- Developer: Synetic
- Publisher: Ferrari
- Series: Ferrari
- Engine: 3D Landscape Engine
- Platform: Windows
- Release: March 30, 2009
- Genre: Racing simulator
- Mode: Single-player

= Ferrari Virtual Race =

2009 racing simulator video game

Ferrari Virtual Race (FVR) is a racing simulator developed by Synetic and published by Ferrari for Windows. It was released on March 30, 2009, and could be downloadable from the Ferrari website.

==Gameplay==
Ferrari Virtual Race is a racing simulator in which player can drive three different Ferrari vehicles on the Mugello Circuit. The three cars player can drive are the Ferrari 599 GTB Fiorano, the Ferrari 612 Scaglietti, and the Ferrari 430 Scuderia, and you can apply different paint schemes to them. In the race settings, player can choose the number of laps or the number of opponents. Furthermore, the AI of the opponents can be configured to make them more or less skilled. One of the most noteworthy aspects is its graphics; even the car bodywork is damaged upon impact. There are also many configuration options.

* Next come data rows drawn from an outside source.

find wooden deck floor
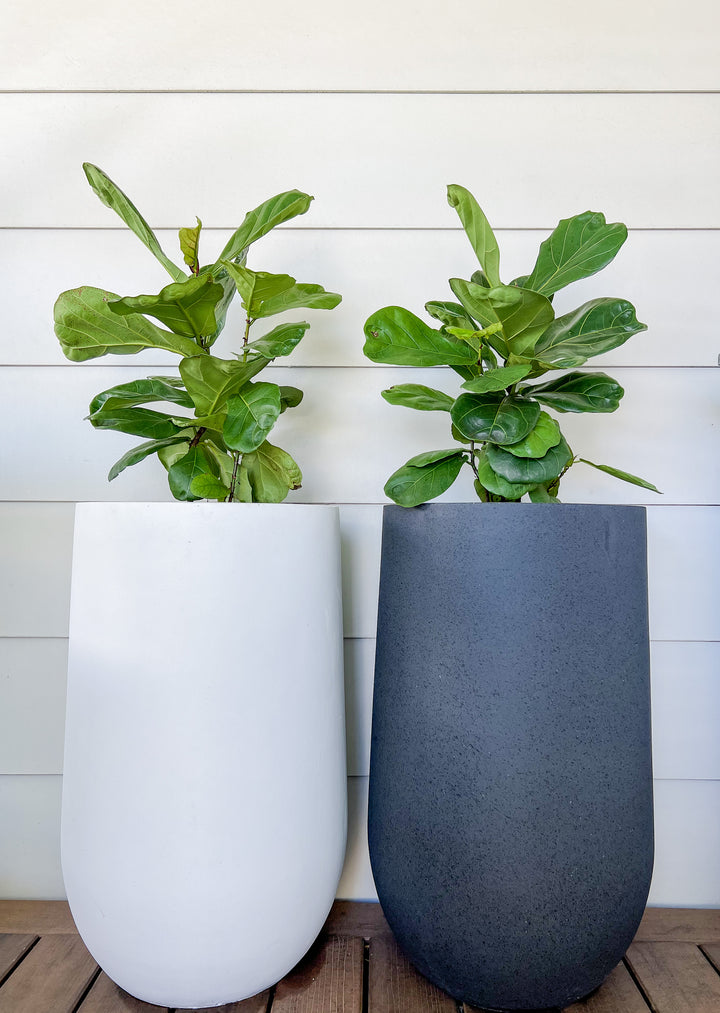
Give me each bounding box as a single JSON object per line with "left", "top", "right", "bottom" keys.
{"left": 1, "top": 901, "right": 719, "bottom": 1012}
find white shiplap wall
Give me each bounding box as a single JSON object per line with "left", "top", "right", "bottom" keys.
{"left": 1, "top": 1, "right": 719, "bottom": 906}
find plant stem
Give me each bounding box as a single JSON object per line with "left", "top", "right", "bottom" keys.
{"left": 241, "top": 317, "right": 252, "bottom": 363}
{"left": 189, "top": 427, "right": 206, "bottom": 448}
{"left": 228, "top": 451, "right": 241, "bottom": 502}
{"left": 468, "top": 441, "right": 480, "bottom": 480}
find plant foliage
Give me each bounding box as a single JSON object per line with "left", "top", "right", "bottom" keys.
{"left": 55, "top": 165, "right": 341, "bottom": 502}
{"left": 363, "top": 185, "right": 660, "bottom": 506}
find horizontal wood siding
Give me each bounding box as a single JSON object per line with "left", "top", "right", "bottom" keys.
{"left": 1, "top": 0, "right": 717, "bottom": 904}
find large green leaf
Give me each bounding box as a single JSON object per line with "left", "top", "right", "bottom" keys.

Ferrari Virtual Race is a racing game that is somewhat limited, offering only one track and three cars.

==Reception==
Pelit gave a score of 60 out of 100 and liked the graphics but said there is a lack of content and the AI could be better. PC Jeux said the game has well-modeled cars and highly detailed environments but the car interiors look poor. Overall, they gave a positive review and recommended the game to fans of racing games that are easy to learn. Softpedia called the game "an above decent racing simulator". Drive.com.au wrote: "Graphics are top-notch for those of you with highly-specced computers, and while the gameplay isn't entirely realistic (drifting seems a little too easy), it's pretty accessible for novices."